Doit-on en conclure que les jeunes se désintéressent de ce qui relève de la vie privée ? D’après la chercheuse, non. Mais les jeunes rencontrent de nombreuses difficultés à défendre leur espace privé. D’abord parce qu’il est particulièrement compliqué de se retrouver dans les paramètres de confidentialité des sites dans la mesure où ils changent tout le temps. Ensuite parce que le contrôle exercé par les mères devient plus serré. Enfin, elle pose la question de l’idéologie de la transparence mais ce point mérite approfondissement.

Par la suite, Danah Boyd développe son point de vue sur le big data. Elle estime qu’une idéologie sous-tend l’évocation de ce nouvel univers de données. On imagine qu’en collectant beaucoup de données, on comprendra enfin l’humanité et qu’on en résoudra les problèmes. Mais pour l’instant, ce sont les entreprises qui le font et elles le monnayent . A ce sujet, Danah Boyd délaisse le registre du quantitatif pour poser la question en terme de pouvoirs et constate une différence entre l’Europe et les Etats-Unis. Si les Européens craignent l’intrusion des entreprises dans leur vie, les Américains redoutent celle de l’Etat. Mais pour elle, le danger est ailleurs. Quant on parle de liberté, on raisonne à l’échelle de l’individu. Or le changement introduit par le net, c’est la dimension réticulaire. Elle clarifie son propos en citant deux exemples. Celui du génome : quand je diffuse mon génome sur la toile, je le fais à titre individuel certes. Mais j’engage aussi toute ma famille, les enfants que je n’ai pas encore aussi. Quant à Facebook, quand un ami m’annonce l’ouverture de son compte, même si moi je n’en possède pas, je suis déjà quelque part sur le site comme ami (e) de, donc comme celui ou celle qui ressemble à. Danah Boyd estime donc qu’à partir de tous ces éléments, nous nous trouvons dans une situation tendue entre l’évolution du marché, les normes sociales, la loi et l’architecture sociale.

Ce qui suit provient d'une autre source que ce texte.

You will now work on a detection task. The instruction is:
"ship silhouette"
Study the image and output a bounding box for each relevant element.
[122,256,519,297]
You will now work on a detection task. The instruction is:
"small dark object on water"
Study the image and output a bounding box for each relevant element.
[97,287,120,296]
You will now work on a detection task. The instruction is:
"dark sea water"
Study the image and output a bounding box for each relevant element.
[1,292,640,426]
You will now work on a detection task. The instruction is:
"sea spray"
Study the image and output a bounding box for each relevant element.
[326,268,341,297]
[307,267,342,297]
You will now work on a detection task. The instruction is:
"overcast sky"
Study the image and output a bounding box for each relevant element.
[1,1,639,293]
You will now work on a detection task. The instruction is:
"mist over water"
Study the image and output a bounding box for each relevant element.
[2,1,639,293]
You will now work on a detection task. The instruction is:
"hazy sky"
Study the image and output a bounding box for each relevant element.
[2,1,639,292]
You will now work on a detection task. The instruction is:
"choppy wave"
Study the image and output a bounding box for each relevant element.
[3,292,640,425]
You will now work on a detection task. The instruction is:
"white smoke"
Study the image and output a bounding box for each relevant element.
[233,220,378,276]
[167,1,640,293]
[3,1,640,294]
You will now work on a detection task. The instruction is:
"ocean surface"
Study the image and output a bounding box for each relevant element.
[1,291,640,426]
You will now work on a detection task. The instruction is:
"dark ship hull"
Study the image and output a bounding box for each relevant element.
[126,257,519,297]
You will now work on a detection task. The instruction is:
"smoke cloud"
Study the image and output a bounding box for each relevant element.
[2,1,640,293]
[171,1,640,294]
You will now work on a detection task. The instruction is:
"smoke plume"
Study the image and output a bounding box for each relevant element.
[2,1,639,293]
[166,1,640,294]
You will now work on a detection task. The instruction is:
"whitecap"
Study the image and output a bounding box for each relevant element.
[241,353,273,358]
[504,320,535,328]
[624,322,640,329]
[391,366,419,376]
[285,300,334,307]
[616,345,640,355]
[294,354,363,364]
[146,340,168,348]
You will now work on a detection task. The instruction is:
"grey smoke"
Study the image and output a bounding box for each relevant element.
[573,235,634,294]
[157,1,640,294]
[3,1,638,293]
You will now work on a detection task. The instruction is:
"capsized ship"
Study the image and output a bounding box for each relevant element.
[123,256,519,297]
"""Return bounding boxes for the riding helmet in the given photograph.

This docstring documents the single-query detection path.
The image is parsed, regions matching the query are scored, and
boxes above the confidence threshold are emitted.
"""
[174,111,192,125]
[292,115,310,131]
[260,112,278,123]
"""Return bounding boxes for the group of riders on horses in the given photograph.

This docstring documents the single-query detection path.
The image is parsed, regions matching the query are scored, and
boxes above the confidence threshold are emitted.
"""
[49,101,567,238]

C’est alors dans ce cadre qu’elle définit son positionnement. Beaucoup lui reprochent de travailler pour Microsoft. Mais elle se considère comme une activiste dont la mission est de mettre en relief les complexités, les tensions et les peurs suscitées par un monde nouveau afin de faire de nous un public éclairé capable d’exercer son sens critique.

Pour ce qui me concerne, deux points ont particulièrement attiré mon attention :

  1. ses tentatives pour faire la distinction entre les changements réels liés aux nouvelles technologies et ce que nous en fantasmons
  2. ses interrogations sur les pouvoirs qui émergent de ces technologies et sur notre liberté vraie qui est une question qu’on ne se pose sans doute pas assez aujourd’hui.